Decyzja zapadła kilka godzin po publikacji Wirtualnej Polski dot. kulis realizacji Olefin III. Zgodnie z ustaleniami dziennikarzy WP i TVN24 były prezes koncernu Daniel Obajtek jego otoczenie zezwoliło na udział w inwestycji prywatną firmę kontrolowaną przez miliardera Michała Sołowowa. Pretekstem miały być oszczędności. Kosztem 3,7 proc. inwestycji Orlen straci wyłączną kontrolę nad instalacją zabezpieczającą przyszłość finansową paliwowego giganta.
Daniel Obajtek reaguje na decyzję Orlenu ws. Olefin
Zdaniem byłego szefa koncernu "to zaoranie polskiego czempiona". Takich słów Daniel Obajtek użył w rozmowie z Radiem Eska, komentując decyzję RN Orlenu.
Dalsza część artykułu pod materiałem wideo
- Na tym polega inwestycja, że trzeba zainwestować, by później móc czerpać zyski - stwierdził Obajtek, dodając, że w jego ocenie decyzja oznacza oddanie rynku firmom niemieckim.

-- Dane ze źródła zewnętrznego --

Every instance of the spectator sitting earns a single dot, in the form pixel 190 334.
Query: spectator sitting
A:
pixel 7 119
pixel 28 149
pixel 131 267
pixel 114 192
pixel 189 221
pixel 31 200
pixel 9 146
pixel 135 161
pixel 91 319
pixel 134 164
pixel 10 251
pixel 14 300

Niedługo po publikacji na stronie Radia Eska Obajtek zamieścił wpis w serwisie X. "Zatrzymali największą inwestycję petrochemiczną w Europie i zarazem jedyną w Europie Środkowo-Wschodniej, która jest fundamentem dalszego rozwoju Orlenu" - napisał.

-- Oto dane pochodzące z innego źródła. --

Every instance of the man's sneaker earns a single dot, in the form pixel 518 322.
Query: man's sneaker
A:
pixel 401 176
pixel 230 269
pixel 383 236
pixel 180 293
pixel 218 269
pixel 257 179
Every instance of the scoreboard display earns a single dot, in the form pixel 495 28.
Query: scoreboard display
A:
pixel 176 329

Według szacunków zewnętrznych doradców Orlenu, wszystkie wydatki związane z realizacją projektu Olefiny III mogłyby sięgnąć nawet 45-51 mld zł. Jeszcze w czerwcu 2023 r. szacowano, że budżet inwestycji wyniesie 25 mld zł.
Prezes Fąfara podkreślił w środę, że obecny zarząd "podjął decyzję o zatrzymaniu projektu Olefiny III, którego rzeczywiste koszty realizacji sześciokrotnie przekroczyłyby pierwotne założenia". - Dążąc do ograniczenia negatywnych efektów ekonomicznych inwestycji w Olefiny III, Orlen wykorzysta powstałą infrastrukturę jako bazę do realizacji projektu "Nowa Chemia" - zapowiedział.
W komunikacie Orlen zaznaczył, że decyzja o zatrzymaniu projektu uchroni spółkę przed stratą ok. 15 mld zł i jest ona "najkorzystniejszym z możliwych rozwiązań", które pozwala "na ograniczenie potencjalnych strat spółki, spowodowanych błędnymi decyzjami poprzedniego zarządu".
Orlen wyjaśnił, że zapowiadany projekt "Nowa Chemia" to przedsięwzięcie oparte o nowe założenia technologiczne, operacyjne i biznesowe. Jak podano, powstanie nowoczesna instalacja do produkcji monomerów oraz zwiększone zostaną możliwości sprzedażowe spółki w obszarze tlenku etylenu i glikoli, styrenu oraz frakcji butadeinowej C4 w wolumenie zoptymalizowanym do potrzeb rynkowych.
"Nowa Chemia" od ok. 2030 r. przejmie funkcje instalacji działającej obecnie w ramach Olefin II i użytkowana będzie przez cały cykl działalności płockiego zakładu - zaznaczono w informacji.
Przypomnijmy: na początku października ubiegłego roku płocka prokuratura okręgowa ujawniła, że po przeprowadzonych czynnościach sprawdzających w związku z zawiadomieniami m.in. Państwowej Inspekcji Pracy (PIP) wszczęła śledztwo w sprawie naruszania praw pracowniczych obcokrajowców zatrudnianych przy budowie Olefin III w Orlenie, przy czym postępowanie dotyczy podwykonawców inwestycji.
Umowę na budowę kompleksu Olefiny III Orlen podpisał w czerwcu 2021 r. ze spółkami Hyundai Engineering z siedzibą w Seulu i z Tecnicas Reunidas z siedzibą w Madrycie. Zakończenie inwestycji planowane jest na pierwszą połowę 2027 r.